To be clear, it is also possible the first scenario is true.
GameStop shares may have fallen precipitously, with hedge fund short interest falling alongside, because a critical mass of long GME holders simply lost faith and tried to sell before the squeeze was complete.
But it makes a lot of sense to question that narrative, given the wide array of deceptive tricks that some hedge funds (certainly not all of them, or even most of them) have used to perpetuate questionable or even illegal shorting tactics for a very long time.
And again, these tricks are so pervasive and old, the SEC wrote a “risk alert” memo about them in 2013.
As such, whether the drop in GameStop short interest was real or smoke and mirrors, the fact that changes in the level of short interest can be faked — with hedge funds making it look like they have closed out, but haven’t — is a serious compliance loophole that should be forcefully addressed.
As a side note, the answer to this problem likely resides in the blockchain.

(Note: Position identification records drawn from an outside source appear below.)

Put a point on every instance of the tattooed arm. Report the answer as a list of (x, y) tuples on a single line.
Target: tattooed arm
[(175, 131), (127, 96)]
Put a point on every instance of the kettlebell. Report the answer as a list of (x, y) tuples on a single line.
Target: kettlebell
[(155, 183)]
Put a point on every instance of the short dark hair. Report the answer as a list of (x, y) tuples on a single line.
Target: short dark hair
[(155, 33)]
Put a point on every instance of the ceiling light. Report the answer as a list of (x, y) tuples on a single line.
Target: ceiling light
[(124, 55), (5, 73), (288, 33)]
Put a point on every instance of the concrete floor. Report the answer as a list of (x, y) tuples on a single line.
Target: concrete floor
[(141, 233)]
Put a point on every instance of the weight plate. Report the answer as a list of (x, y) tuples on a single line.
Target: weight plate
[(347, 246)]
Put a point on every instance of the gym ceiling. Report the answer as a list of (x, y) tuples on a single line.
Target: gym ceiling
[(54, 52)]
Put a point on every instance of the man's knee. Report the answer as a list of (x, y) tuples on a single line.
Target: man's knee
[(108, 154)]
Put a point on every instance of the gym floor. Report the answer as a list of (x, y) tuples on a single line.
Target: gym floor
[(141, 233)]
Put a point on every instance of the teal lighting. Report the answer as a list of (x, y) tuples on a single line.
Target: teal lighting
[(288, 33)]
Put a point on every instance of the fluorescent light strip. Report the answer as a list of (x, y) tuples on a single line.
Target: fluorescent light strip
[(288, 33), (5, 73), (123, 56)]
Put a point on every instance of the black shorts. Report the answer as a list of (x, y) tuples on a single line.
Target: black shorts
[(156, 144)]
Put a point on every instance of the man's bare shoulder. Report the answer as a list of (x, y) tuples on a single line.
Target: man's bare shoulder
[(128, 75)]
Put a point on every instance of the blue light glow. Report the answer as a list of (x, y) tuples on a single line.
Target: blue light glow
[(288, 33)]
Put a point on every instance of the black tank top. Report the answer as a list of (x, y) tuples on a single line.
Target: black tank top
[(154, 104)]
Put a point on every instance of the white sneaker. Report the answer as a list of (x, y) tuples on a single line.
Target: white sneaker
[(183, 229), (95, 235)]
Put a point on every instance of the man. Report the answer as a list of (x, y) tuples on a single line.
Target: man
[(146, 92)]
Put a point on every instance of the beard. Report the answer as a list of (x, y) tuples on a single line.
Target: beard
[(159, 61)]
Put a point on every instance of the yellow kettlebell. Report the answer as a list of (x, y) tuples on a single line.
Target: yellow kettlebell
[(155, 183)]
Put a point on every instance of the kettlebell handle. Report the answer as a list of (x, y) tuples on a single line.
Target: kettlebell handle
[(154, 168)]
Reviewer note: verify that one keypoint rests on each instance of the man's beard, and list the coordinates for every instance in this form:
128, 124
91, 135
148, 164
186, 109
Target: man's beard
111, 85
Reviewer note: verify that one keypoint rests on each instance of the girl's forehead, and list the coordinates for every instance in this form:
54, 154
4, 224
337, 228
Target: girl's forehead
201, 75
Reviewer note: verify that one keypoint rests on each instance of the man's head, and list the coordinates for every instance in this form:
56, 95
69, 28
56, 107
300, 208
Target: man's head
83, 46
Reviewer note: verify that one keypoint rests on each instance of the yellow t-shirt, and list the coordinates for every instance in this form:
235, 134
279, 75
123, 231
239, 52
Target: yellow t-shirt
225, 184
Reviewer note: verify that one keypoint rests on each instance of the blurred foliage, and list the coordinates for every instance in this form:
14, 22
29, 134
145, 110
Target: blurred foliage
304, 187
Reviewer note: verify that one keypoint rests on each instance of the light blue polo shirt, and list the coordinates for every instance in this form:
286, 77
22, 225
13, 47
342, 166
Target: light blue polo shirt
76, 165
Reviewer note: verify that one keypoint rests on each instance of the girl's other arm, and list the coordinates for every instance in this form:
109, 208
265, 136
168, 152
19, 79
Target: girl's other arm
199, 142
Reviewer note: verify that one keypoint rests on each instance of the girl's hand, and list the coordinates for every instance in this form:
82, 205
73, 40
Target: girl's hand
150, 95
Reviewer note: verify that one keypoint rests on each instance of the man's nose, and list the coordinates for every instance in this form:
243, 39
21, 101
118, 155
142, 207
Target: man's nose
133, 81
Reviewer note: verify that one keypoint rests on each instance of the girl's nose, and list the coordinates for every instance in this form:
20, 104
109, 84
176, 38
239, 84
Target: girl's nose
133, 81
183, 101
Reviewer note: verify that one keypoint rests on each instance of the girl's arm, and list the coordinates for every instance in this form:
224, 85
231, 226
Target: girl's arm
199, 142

Apart from market maker privileges, the three big reasons hedge funds can play games with short positions — delayed reporting requirements, time windows of days (or even weeks in some cases) for trades to settle, and related transactions being executed in different places, or with different counterparties, for the sake of deception — could all be answered with a blockchain-based settling and clearing system where transactions are noted instantly and made visible to all parties (plus the SEC).